La Chine visait à boucler cet important Partenariat économique intégral régional (ou RCEP selon l'acronyme anglais) qui, une fois en place, devrait couvrir un tiers du commerce mondial et inclure près de la moitié de la population du globe.

"Nous saluons la conclusion des négociations sur le RCEP et l'engagement pris pour signer le partenariat en 2020", a annoncé le Premier ministre thaïlandais Prayut Chan-o-cha, qui présidait le sommet régional ASEAN organisé à Bangkok.

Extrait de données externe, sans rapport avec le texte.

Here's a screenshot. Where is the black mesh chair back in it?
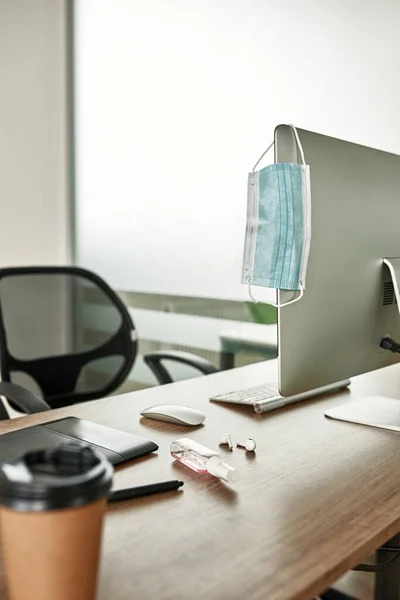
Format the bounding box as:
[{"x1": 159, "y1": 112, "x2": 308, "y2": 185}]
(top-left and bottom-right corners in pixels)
[{"x1": 0, "y1": 267, "x2": 137, "y2": 408}]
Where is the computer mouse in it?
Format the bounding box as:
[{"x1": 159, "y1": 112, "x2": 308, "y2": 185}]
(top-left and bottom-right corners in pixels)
[{"x1": 140, "y1": 404, "x2": 206, "y2": 426}]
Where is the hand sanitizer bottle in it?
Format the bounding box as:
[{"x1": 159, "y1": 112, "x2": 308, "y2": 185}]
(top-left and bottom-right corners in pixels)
[{"x1": 171, "y1": 438, "x2": 239, "y2": 483}]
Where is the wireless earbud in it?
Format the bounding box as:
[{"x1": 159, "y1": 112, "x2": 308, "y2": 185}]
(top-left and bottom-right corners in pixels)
[
  {"x1": 236, "y1": 438, "x2": 256, "y2": 452},
  {"x1": 219, "y1": 433, "x2": 233, "y2": 451}
]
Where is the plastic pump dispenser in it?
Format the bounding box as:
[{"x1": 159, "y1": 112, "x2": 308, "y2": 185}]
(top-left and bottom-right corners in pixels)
[{"x1": 171, "y1": 438, "x2": 239, "y2": 483}]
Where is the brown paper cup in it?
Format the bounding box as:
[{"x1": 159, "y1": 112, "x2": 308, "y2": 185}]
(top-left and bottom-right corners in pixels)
[{"x1": 0, "y1": 498, "x2": 107, "y2": 600}]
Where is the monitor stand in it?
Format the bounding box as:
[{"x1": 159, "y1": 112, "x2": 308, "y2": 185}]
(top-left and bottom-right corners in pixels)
[{"x1": 325, "y1": 396, "x2": 400, "y2": 431}]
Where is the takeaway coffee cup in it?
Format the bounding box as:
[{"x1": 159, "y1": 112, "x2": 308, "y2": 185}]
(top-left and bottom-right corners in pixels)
[{"x1": 0, "y1": 444, "x2": 113, "y2": 600}]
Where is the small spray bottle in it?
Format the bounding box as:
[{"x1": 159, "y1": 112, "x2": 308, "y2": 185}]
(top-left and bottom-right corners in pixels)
[{"x1": 171, "y1": 438, "x2": 239, "y2": 483}]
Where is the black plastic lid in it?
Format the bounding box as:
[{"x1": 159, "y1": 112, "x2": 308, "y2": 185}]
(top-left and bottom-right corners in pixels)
[{"x1": 0, "y1": 443, "x2": 113, "y2": 511}]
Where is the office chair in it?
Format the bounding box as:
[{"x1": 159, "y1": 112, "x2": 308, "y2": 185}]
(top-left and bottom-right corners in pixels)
[
  {"x1": 0, "y1": 267, "x2": 218, "y2": 420},
  {"x1": 0, "y1": 267, "x2": 137, "y2": 419}
]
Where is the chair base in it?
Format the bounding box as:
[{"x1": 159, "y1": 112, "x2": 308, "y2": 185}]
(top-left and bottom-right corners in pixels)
[{"x1": 320, "y1": 589, "x2": 356, "y2": 600}]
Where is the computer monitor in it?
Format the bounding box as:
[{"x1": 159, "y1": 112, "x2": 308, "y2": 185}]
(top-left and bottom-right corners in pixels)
[{"x1": 275, "y1": 125, "x2": 400, "y2": 396}]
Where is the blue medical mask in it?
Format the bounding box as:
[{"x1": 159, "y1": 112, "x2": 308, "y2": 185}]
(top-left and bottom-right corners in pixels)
[{"x1": 242, "y1": 125, "x2": 311, "y2": 306}]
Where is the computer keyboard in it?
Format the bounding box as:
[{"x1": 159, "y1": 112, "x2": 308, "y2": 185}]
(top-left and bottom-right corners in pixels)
[
  {"x1": 210, "y1": 379, "x2": 350, "y2": 413},
  {"x1": 213, "y1": 383, "x2": 282, "y2": 404}
]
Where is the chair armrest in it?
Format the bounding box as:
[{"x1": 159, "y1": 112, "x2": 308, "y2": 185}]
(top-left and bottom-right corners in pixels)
[
  {"x1": 0, "y1": 381, "x2": 51, "y2": 414},
  {"x1": 143, "y1": 350, "x2": 219, "y2": 385}
]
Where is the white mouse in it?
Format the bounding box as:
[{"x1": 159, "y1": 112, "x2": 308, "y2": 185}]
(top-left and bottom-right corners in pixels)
[{"x1": 140, "y1": 404, "x2": 206, "y2": 425}]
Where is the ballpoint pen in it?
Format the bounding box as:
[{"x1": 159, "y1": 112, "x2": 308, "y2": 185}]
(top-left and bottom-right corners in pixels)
[{"x1": 108, "y1": 480, "x2": 183, "y2": 503}]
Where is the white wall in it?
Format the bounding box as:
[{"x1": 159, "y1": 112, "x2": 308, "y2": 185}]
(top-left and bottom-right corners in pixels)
[
  {"x1": 0, "y1": 0, "x2": 69, "y2": 266},
  {"x1": 76, "y1": 0, "x2": 400, "y2": 299}
]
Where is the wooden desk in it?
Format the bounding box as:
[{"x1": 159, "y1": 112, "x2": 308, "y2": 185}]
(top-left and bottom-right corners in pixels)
[
  {"x1": 0, "y1": 361, "x2": 400, "y2": 600},
  {"x1": 219, "y1": 323, "x2": 278, "y2": 371}
]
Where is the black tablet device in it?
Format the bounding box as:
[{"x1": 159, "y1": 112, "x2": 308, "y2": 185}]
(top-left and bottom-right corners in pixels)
[{"x1": 0, "y1": 417, "x2": 158, "y2": 465}]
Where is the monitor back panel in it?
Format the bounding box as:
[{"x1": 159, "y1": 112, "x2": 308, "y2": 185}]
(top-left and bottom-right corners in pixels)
[{"x1": 275, "y1": 125, "x2": 400, "y2": 396}]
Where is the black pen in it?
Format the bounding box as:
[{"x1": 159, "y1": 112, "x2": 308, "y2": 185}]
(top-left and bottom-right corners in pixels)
[{"x1": 108, "y1": 479, "x2": 183, "y2": 503}]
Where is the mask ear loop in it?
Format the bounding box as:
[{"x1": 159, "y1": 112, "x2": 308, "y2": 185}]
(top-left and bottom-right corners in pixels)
[{"x1": 247, "y1": 279, "x2": 304, "y2": 308}]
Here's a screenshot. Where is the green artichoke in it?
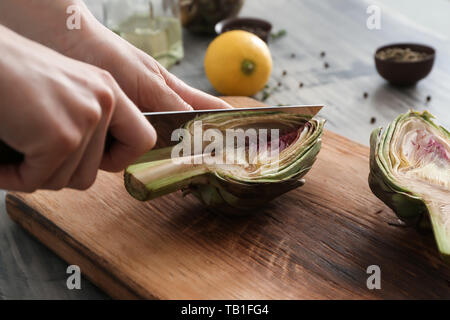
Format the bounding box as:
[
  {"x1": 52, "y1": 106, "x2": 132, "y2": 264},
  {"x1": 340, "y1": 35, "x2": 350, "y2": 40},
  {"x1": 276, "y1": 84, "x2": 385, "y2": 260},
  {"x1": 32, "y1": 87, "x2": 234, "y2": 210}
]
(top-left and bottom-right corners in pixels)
[
  {"x1": 369, "y1": 111, "x2": 450, "y2": 261},
  {"x1": 125, "y1": 111, "x2": 324, "y2": 212}
]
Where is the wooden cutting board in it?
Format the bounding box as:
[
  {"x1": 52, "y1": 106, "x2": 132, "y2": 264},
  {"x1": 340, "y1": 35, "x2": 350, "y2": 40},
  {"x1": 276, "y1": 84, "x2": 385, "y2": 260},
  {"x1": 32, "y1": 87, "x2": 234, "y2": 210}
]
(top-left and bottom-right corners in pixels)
[{"x1": 6, "y1": 98, "x2": 450, "y2": 299}]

"Cela va contribuer de manière significative à un système commercial ouvert, inclusif et basé sur les règles internationales, et étendre la chaine de valeur", poursuit la déclaration du chef d'Etat.

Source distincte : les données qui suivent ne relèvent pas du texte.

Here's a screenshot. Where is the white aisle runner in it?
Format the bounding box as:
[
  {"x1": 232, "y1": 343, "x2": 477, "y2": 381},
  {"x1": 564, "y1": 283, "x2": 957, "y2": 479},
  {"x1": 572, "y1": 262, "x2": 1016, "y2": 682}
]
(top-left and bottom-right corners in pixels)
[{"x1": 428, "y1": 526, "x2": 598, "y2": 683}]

A l'ouverture du sommet dimanche, M. Prayut avait prié que les négociations soient conclues "durant l'année pour stimuler la croissance économique et de même que le commerce et les investissements".

Le projet de partenariat réunit les 10 membres de l'Asean (Indonésie, Malaisie, Singapour, Thaïlande, Philippines, Brunei, Vietnam, Laos, Birmanie et Cambodge) ainsi que la Chine, l'Inde, le Japon, la Corée du Sud, l'Australie et la Nouvelle-Zélande. Les dirigeants de ces pays participeront à une réunion sur l'accord lundi, en clôture du sommet.

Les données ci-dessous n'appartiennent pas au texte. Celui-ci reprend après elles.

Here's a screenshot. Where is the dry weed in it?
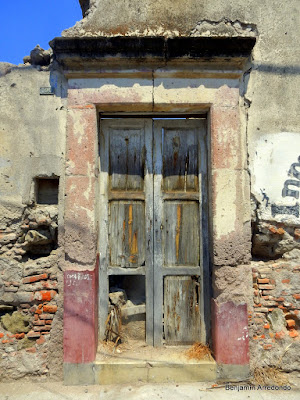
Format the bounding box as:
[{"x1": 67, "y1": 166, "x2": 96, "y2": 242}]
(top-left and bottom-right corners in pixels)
[
  {"x1": 185, "y1": 342, "x2": 213, "y2": 361},
  {"x1": 253, "y1": 367, "x2": 289, "y2": 386}
]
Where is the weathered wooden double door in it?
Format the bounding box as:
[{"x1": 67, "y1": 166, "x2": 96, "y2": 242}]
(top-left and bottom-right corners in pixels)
[{"x1": 99, "y1": 118, "x2": 207, "y2": 346}]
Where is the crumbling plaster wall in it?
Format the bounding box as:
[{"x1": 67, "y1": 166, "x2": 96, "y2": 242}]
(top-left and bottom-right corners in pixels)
[{"x1": 0, "y1": 63, "x2": 66, "y2": 380}]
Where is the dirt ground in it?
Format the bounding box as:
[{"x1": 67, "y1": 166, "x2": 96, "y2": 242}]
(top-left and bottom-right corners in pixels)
[{"x1": 0, "y1": 380, "x2": 300, "y2": 400}]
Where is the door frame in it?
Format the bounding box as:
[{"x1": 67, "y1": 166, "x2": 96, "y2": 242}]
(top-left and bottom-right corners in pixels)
[{"x1": 98, "y1": 113, "x2": 210, "y2": 346}]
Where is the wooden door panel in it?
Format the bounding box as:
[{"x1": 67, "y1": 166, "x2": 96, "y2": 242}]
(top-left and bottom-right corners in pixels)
[
  {"x1": 162, "y1": 127, "x2": 198, "y2": 192},
  {"x1": 164, "y1": 276, "x2": 201, "y2": 344},
  {"x1": 163, "y1": 201, "x2": 199, "y2": 266},
  {"x1": 109, "y1": 201, "x2": 145, "y2": 268},
  {"x1": 109, "y1": 126, "x2": 145, "y2": 191}
]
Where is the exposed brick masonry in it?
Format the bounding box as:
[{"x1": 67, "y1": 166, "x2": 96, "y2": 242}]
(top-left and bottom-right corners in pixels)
[{"x1": 250, "y1": 259, "x2": 300, "y2": 351}]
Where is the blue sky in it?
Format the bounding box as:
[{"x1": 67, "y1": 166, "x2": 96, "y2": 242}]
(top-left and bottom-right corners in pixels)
[{"x1": 0, "y1": 0, "x2": 82, "y2": 64}]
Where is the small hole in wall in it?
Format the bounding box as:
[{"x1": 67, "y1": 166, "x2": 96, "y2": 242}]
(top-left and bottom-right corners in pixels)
[{"x1": 36, "y1": 178, "x2": 59, "y2": 204}]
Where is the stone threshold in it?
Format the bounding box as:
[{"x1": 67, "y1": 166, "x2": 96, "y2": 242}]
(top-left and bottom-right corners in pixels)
[{"x1": 64, "y1": 359, "x2": 217, "y2": 385}]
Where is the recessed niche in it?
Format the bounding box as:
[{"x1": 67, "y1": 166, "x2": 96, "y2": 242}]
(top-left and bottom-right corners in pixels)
[
  {"x1": 36, "y1": 178, "x2": 59, "y2": 204},
  {"x1": 109, "y1": 275, "x2": 146, "y2": 342}
]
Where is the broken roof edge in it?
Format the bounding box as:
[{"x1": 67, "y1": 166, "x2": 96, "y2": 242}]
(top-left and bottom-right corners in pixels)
[{"x1": 50, "y1": 36, "x2": 256, "y2": 70}]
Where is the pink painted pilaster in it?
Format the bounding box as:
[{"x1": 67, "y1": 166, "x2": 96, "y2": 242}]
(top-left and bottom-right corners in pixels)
[
  {"x1": 64, "y1": 102, "x2": 98, "y2": 363},
  {"x1": 64, "y1": 265, "x2": 98, "y2": 363},
  {"x1": 212, "y1": 300, "x2": 249, "y2": 365}
]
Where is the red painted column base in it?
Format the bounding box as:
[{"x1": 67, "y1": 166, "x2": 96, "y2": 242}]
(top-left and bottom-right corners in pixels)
[
  {"x1": 212, "y1": 299, "x2": 249, "y2": 365},
  {"x1": 64, "y1": 256, "x2": 98, "y2": 363}
]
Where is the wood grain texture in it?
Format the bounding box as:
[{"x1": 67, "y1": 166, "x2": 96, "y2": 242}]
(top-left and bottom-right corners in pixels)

La perspective de ce deal, lancé en 2012 et appuyé par Pékin, est montée en puissance après le retrait des Etats-Unis par le président américain Donald Trump du Traité de libre-échange transpacifique (TPP) liant 12 pays. Le partenariat RCEP s'inscrit comme une réponse à l'unilatéralisme américain et à la guerre commerciale qui oppose Washington et Pékin depuis plusieurs mois.